Contador se estrelló, otra vez, contra el mal fario.
Contador se estrelló, otra vez, contra el mal fario.

 

Carece de sentido que el deporte, actividad querida pero ajena a nuestra intimidad (por llamarlo de algún modo), tenga el poder de estropearnos un buen día o de arreglarnos uno pésimo. Tal cosa no debería sucederle a personas casi maduras, coherentes a ratos y relativamente sensatas. Esto es lo que me repito, sin éxito apreciable, para recuperar el ánimo tras la caída (enésima) de Alberto Contador. La experiencia, además, me dicta que lo peor está venir: le harán placas, descubrirán algún hueso roto y me quedaré sin chapa de Cinzano para proseguir la Vuelta.

A los menos iniciados en mi persona (y circunstancias) les diré que mi pesimismo es impostado y no tiene otro objeto que ser desmentido por la realidad. Tengo por seguro que si enuncias algo con suficiente firmeza y lo colocas en el primer párrafo no sucederá nunca. Ya saben aquello de que cada vez que hacemos planes se escuchan carcajadas en el cielo. Imaginen la reacción del cielo ante las proyecciones por escrito.

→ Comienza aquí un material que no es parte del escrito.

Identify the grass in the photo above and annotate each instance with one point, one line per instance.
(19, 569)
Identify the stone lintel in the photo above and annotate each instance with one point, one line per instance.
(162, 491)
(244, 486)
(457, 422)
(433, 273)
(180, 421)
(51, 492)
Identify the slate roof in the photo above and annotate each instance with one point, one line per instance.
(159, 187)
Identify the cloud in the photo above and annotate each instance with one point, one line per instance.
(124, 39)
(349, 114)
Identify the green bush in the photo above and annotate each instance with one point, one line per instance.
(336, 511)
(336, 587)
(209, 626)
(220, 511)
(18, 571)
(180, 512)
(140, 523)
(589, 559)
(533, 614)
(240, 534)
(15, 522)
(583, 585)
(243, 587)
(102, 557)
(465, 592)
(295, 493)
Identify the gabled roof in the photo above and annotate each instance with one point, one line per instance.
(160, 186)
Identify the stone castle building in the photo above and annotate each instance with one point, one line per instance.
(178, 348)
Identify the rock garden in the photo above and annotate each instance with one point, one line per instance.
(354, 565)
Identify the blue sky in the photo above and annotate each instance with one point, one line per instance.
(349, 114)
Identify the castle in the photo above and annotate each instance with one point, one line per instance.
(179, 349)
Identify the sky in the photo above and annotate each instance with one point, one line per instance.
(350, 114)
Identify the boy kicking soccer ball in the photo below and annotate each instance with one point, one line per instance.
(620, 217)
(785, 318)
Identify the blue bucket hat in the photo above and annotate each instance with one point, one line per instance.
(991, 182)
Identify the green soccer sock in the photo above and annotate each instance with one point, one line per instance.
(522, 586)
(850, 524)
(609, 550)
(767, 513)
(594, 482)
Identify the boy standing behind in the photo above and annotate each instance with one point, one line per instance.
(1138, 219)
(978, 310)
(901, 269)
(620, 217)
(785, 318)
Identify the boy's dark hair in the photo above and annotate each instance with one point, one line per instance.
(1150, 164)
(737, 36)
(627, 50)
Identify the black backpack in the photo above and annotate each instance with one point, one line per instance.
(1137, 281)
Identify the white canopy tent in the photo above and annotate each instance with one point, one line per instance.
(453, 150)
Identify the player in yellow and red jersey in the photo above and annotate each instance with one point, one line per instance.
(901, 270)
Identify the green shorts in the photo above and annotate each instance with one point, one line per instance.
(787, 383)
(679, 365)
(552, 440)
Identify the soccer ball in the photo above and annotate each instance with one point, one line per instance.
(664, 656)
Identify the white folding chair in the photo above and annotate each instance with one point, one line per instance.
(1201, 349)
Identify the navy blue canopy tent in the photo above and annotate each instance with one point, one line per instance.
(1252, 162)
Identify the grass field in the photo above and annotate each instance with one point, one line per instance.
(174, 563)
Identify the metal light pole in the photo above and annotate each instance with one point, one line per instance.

Entre mis convicciones sin fundamento manejo otra teoría improbable, aunque hoy precisamente me resulte más cierta (mis cosas): la acumulación de desgracias se acaba compensando con un golpe de suerte. El problema, en este caso, es que la vida paga con el retraso de los ayuntamientos. Esa esperanza será la que me haga soñar con un Contador sin secuelas, chapa y pintura, herido únicamente en su orgullo y más valeroso que nunca. Y con esa misma ilusión, o parecida, imagino victorias de Luis León Sánchez burlando a los sabuesos que se lo comieron esta vez. Pensarán ustedes que bebo demasiado Cinzano, pero es por las chapas.